Required processing power:
My first concern was how long the FFT calculation was going to take. I knew that this algorithm requires floating point calculations, and also some Sine, Cosine and Square root calls. So whatever processor I chose to use would definitely need a hardware Floating Point Unit (FPU).
My initial choice was the ESP32, since I was familiar with this MCU from other projects, and it has an FPU. The ESP32 also supports both I2S and PDM inputs (for the microphone) and the FASTLED library. I was pleasantly surprised to also find an FFT library that I could use with the ESP32.
I’ve used both the Arduino IDE and ESP-IDF programming interfaces on other projets, but since this was likely going to be an open source project, I chose to use the Arduino IDE to make it a bit more “mainstream”. I found some projects using an FFT to process audio input data so I started there.
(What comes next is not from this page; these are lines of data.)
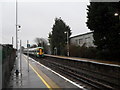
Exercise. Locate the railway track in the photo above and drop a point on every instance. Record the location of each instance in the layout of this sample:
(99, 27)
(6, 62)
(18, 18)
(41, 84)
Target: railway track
(80, 75)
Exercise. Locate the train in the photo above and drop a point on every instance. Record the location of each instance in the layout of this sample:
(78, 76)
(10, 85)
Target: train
(38, 51)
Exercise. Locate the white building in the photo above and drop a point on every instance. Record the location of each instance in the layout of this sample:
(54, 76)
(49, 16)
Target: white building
(83, 39)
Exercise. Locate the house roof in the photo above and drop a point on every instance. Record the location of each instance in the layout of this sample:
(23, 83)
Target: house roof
(81, 34)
My first test was to determine how long an FFT took to run. I stared with a 1024 sample input buffer, and discovered that it took about 37 mS to run one conversion cycle. I doubled the size of the input buffer to 2048 samples, and now it clocked in at 74 mS. So I was pleased to see that the relationship between input buffer size and processing time was linear, and not exponential. Since the FFT input buffer has to be a power of 2 in size, to get more samples you need to at least double the buffer size. I was a bit concerned that there may not be “enough” processing power as I was already eating into my 50 mS latency goal.
Bins and Bands.
Next I started looking at how the results of the FFT (frequency Bins) get turned into an LED display (frequency Bands). The first thing I discovered here was that there is NOT a 1:1 ratio between Bins and Bands. It turns out that humans sense audio frequencies logarithmically. For example, in the Do, Ra, Me, Fa, Sol, La, Te, Do scale, the second Do, has twice the frequency of the first Do, and this is frequency doubling is repeated for each Octave. So after 8 octaves, the frequency is 256 times what you started out with. But with an FFT, the frequency Bins that are generated have equal frequency spacing (they increase linearly, not exponentially). To map Bins into Bands you need to figure out which bins fit into each Band. I found a great spreadsheet for doing this. I utilized a tweaked version of this spreadsheet extensively in my progression to more and more Bands.
Rules of thumb.
As I slowly increased the number of Bands in my Visual Ear, I developed some basic rules of thumb which provided the best allocation of Bins to Bands. Remember: Bins are what get generated by the FFT and Bands are what get displayed using LEDs.
- More Bins give you better Band clarity. When allocating Bins into Bands, if you don’t have enough Bins, then at the lower Band frequencies you find that there is LESS than one Bin per Band. This really doesn’t work well, because it means that several Bands will look exactly the same. At a base minimum you need at least one Bin per Band.
- Don’t sample your audio too fast or too slow. For a given audio sample rate, the resulting Bins will span from DC to ½ the sampling frequency. So you want to choose a sample rate that is just higher than 2 times your highest Band frequency. For example, if your top band is for 16 kHz, then you should sample just a bit faster than 32 kHz. If you choose a rate that is too high, there will be a bunch of unused Bins at the top of the frequency spectrum. If you choose a rate that is too low, then there won’t be any Bins that go high enough to be included in you upper bands.
- Don’t start your bottom Band too low. The frequency of your first band will define how close your first few Bands are to each other. This effects how close together your first few Bins will need to be to get good band clarity. If your Bins need to be very narrow (frequency wise) it means you will need so many more of them to reach the higher frequencies. Currently my bottom Band is set at 55 Hz. I chose this value since it is the second “A” key on the piano, which a reasonable lower limit for human hearing. If I want 7 LEDs per octave (like Piano Keys) then the second Band will be just 5.7 Hz away from the first. Choosing 55 Hz also means that the frequency of each successive octave is easily calculated (in my head), for the purpose of testing (eg: 110, 220, 440, 880 etc.). I may go lower in the future if I advance the capabilities of the microphone input and processing power.